Signatures of Compositionally Non-Homogenous Domains (CNHD) in draft Chalara genome.

Read and assembly sequences were analysed to calculate GC content in reads and different genomic feature types. This figure shows that the gDNA reads and contigs/scaffolds have a skewed, almost bimodal GC content. The skew is absent from RNA sequence and gene feature sequences, indicating a difference in GC content in the non-genic regions of the genome.

Scaffolds over 250 kbp long, namely

Cf746836_TGAC_s1v1_scaffold_945
Cf746836_TGAC_s1v1_scaffold_1167
Cf746836_TGAC_s1v1_scaffold_1170
Cf746836_TGAC_s1v1_scaffold_1201
Cf746836_TGAC_s1v1_scaffold_1232
Cf746836_TGAC_s1v1_scaffold_1249
Cf746836_TGAC_s1v1_scaffold_1479
Cf746836_TGAC_s1v1_scaffold_1507
Cf746836_TGAC_s1v1_scaffold_1550
Cf746836_TGAC_s1v1_scaffold_1659

were then analysed for the presence of small Compositionally Non-Homogenous Domains (GC-rich regions) using IsoPlotter 2.3. in Elhaik et al. This figure shows each of the scaffolds as black bars in which the white regions indicate statistically significant regions of non-homoegeneity, according to the method in in Elhaik et al.

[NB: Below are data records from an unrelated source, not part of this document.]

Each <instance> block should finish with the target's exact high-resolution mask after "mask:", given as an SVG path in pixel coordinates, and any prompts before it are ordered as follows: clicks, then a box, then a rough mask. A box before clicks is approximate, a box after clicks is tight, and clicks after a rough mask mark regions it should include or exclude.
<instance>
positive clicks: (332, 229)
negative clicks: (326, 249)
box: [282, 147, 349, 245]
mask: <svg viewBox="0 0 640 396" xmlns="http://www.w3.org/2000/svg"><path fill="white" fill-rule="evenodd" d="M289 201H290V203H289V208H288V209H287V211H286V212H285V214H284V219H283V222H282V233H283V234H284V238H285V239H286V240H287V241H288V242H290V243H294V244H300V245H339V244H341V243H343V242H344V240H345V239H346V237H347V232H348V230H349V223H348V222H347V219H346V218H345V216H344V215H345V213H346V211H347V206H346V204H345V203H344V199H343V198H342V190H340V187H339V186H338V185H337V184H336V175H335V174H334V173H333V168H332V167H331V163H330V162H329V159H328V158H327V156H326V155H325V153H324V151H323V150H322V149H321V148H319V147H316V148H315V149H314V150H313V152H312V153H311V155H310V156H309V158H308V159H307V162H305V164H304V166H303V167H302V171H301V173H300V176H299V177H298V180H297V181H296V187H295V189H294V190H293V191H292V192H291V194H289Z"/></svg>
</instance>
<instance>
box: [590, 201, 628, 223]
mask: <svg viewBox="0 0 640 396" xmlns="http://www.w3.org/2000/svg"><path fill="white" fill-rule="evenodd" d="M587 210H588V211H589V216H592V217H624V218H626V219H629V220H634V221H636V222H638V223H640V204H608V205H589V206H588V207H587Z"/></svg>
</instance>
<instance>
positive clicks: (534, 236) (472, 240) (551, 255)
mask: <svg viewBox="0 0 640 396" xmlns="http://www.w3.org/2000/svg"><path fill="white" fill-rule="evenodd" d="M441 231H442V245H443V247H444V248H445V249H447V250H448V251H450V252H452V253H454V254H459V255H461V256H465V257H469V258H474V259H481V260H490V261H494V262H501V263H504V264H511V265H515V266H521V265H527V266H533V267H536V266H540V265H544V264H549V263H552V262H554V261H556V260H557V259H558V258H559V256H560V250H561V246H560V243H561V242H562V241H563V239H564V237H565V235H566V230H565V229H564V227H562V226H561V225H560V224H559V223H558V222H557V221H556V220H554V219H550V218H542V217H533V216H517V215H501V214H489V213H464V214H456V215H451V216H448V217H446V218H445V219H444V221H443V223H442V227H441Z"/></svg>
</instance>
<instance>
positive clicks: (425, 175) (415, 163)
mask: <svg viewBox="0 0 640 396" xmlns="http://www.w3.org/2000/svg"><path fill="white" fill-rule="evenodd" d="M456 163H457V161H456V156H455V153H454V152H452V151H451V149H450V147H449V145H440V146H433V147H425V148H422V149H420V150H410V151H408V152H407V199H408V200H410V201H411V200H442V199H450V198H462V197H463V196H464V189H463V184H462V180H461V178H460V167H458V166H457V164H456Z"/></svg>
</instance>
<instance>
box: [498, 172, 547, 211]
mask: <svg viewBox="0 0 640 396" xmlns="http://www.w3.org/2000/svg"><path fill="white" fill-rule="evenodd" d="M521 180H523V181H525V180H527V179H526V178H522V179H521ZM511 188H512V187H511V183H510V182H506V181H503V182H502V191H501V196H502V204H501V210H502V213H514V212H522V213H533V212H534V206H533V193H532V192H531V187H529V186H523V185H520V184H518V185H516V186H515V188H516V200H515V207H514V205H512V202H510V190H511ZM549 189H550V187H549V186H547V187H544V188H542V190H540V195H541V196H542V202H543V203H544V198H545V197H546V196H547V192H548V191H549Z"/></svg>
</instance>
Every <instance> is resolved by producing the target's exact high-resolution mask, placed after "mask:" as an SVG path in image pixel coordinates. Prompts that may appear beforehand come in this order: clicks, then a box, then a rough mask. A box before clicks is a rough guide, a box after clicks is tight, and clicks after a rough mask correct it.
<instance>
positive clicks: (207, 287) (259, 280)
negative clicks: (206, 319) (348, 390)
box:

These plots show in greater detail the changes in GC percent across these scaffolds. Many show strong drops in the GC content.

The pattern of GC poor patches observed here is reminiscent of the ‘isochore-like’ regions observed around the regions carrying effector genes in Leptosphaeria maculan’s that are believed to be involved in the plasticity of that organisms genome and may contribute to increased evolutionary potential and an ability to change hosts quickly see Raffaele and Kamoun, 2012.